From:        "구철회 via SIS-DTN" <sis-dtn at mailman.ccsds.org<mailto:sis-dtn at mailman.ccsds.org>>
To:        "sis-dtn at mailman.ccsds.org<mailto:sis-dtn at mailman.ccsds.org>" <sis-dtn at mailman.ccsds.org<mailto:sis-dtn at mailman.ccsds.org>>
Date:        04/04/2022 10:15
Subject:        [Sis-dtn] Positive reception claim vs. Negative reception claim in LTP Report Segment preparation and processing
Sent by:        "SIS-DTN" <sis-dtn-bounces at mailman.ccsds.org<mailto:sis-dtn-bounces at mailman.ccsds.org>>
________________________________


Greetings,



This is Cheol. I am developing an LTP reference implementation. During reading the LTP specification (RFC-5326), the preparation of reception claim in Report Segment makes me confusing about why it is positive claim not negative claim for segments that were not received successfully (i.e., NAK).

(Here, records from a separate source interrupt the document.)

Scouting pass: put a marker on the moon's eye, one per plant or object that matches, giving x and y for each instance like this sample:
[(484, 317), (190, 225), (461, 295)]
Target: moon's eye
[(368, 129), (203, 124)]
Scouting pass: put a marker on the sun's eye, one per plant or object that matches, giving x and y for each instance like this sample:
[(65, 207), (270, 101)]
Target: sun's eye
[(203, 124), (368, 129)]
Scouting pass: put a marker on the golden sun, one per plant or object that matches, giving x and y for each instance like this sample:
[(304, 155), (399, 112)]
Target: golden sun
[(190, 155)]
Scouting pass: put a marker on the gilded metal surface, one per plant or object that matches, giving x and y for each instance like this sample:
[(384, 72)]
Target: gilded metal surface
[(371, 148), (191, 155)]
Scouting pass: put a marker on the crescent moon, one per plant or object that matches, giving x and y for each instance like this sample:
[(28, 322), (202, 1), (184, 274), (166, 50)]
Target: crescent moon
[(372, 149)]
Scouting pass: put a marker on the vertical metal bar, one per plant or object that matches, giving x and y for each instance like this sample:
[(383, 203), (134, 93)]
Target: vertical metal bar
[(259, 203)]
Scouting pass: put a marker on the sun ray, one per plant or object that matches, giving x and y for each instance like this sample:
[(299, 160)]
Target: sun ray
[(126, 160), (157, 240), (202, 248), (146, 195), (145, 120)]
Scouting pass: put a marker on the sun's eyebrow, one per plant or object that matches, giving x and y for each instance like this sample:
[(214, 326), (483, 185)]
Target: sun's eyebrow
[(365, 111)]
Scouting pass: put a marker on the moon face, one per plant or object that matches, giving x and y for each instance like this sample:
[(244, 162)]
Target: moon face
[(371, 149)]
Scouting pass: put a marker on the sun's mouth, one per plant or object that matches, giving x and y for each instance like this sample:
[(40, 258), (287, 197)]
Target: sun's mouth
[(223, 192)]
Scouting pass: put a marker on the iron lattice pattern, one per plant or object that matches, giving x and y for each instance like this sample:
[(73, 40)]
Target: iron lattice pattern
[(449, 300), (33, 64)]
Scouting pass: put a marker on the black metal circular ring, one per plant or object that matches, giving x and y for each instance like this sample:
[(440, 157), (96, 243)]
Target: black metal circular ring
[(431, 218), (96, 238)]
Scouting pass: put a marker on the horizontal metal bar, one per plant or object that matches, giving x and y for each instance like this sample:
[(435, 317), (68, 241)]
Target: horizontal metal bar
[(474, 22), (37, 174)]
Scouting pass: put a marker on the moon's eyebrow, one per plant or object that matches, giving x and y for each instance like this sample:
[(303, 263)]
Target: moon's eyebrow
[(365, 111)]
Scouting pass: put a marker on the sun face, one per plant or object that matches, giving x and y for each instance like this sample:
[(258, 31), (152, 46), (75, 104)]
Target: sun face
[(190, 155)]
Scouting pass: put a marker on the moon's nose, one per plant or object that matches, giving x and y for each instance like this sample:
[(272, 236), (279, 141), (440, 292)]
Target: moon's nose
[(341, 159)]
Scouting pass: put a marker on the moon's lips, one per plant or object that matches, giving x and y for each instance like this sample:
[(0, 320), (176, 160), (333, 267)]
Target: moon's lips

For reference, CFDP’s NAK PDU has the negative claim structure when it is requested to report missing PDUs. Does anyone know about the background of choosing the positive claim for NAK operation in LTP?

I think negative claim is simpler and more efficient in terms of overhead for sender and receiver both.

I like to listen experts’ opinion on LTP operation and honestly hope it to be changed in newly coming LTP spec.